BIDS Workflow#

This guide covers working with Brain Imaging Data Structure (BIDS) formatted datasets in eegprep. BIDS is a standardized format for organizing neuroimaging data, making it easier to share and process datasets consistently.

BIDS Dataset Structure#

A typical BIDS EEG dataset has the following structure:

dataset/
├── sub-01/
│   ├── ses-01/
│   │   └── eeg/
│   │       ├── sub-01_ses-01_task-rest_eeg.set
│   │       ├── sub-01_ses-01_task-rest_eeg.fdt
│   │       ├── sub-01_ses-01_task-rest_channels.tsv
│   │       ├── sub-01_ses-01_task-rest_eeg.json
│   │       └── sub-01_ses-01_task-rest_events.tsv
│   └── ses-02/
│       └── eeg/
│           └── ...
├── sub-02/
│   └── ses-01/
│       └── eeg/
│           └── ...
├── derivatives/
│   └── eegprep/
│       ├── sub-01/
│       │   └── ses-01/
│       │       └── eeg/
│       │           └── sub-01_ses-01_task-rest_eeg_preprocessed.set
│       └── sub-02/
│           └── ...
├── README
├── CHANGES
├── dataset_description.json
├── participants.tsv
└── participants.json

Key BIDS Files:

  • _eeg.set: EEGLAB format EEG data

  • _eeg.fdt: EEGLAB data file (binary)

  • _channels.tsv: Channel information (name, type, units)

  • _eeg.json: EEG metadata (sampling rate, reference, etc.)

  • _events.tsv: Event markers and timing

  • dataset_description.json: Dataset metadata

  • participants.tsv: Participant information

Loading BIDS Data#

Using pop_load_frombids#

Load a single file from a BIDS dataset:

from eegprep import pop_load_frombids

# Load a specific file
eeg = pop_load_frombids(
    bids_root='data/bids_dataset',
    subject='01',
    session='01',
    task='rest'
)

print(f"Loaded: {eeg.nbchan} channels, {eeg.pnts} samples")
print(f"Sampling rate: {eeg.srate} Hz")

Parameters:

  • bids_root: Path to the BIDS dataset root directory

  • subject: Subject ID (without ‘sub-’ prefix)

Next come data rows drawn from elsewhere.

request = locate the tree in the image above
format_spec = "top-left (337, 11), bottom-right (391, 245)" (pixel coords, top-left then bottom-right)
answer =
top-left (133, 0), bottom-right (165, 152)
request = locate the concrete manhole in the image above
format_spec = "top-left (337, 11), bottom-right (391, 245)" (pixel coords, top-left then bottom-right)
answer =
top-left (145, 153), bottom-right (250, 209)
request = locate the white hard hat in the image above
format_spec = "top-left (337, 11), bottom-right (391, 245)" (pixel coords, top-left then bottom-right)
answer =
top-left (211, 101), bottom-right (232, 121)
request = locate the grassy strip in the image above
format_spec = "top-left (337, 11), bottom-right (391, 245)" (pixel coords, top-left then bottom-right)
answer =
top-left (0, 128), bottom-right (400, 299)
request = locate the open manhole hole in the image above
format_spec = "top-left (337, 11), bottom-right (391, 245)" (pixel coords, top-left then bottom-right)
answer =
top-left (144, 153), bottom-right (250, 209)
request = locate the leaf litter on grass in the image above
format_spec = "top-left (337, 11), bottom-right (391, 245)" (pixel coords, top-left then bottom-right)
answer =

  • session: Session ID (optional, without ‘ses-’ prefix)

  • task: Task name (optional)

  • run: Run number (optional)

Loading with Additional Parameters#

from eegprep import pop_load_frombids

# Load with specific run and additional options
eeg = pop_load_frombids(
    bids_root='data/bids_dataset',
    subject='01',
    session='01',
    task='oddball',
    run='01',
    preload=True  # Load data into memory
)

Listing Available Files#

Find all EEG files in a BIDS dataset:

from eegprep import bids_list_eeg_files

# List all EEG files
files = bids_list_eeg_files('data/bids_dataset')

for file_info in files:
    print(f"Subject: {file_info['subject']}")
    print(f"Session: {file_info['session']}")
    print(f"Task: {file_info['task']}")
    print(f"File: {file_info['file']}")
    print()

Running Batch Preprocessing#

Using bids_preproc#

Process all files in a BIDS dataset with a single command:

from eegprep import bids_preproc

# Run preprocessing on entire dataset
bids_preproc(
    bids_root='data/bids_dataset',
    output_dir='data/bids_dataset/derivatives/eegprep',
    overwrite=False
)

Parameters:

  • bids_root: Path to BIDS dataset root

  • output_dir: Output directory for preprocessed data

  • overwrite: Whether to overwrite existing files

  • n_jobs: Number of parallel jobs (default: 1)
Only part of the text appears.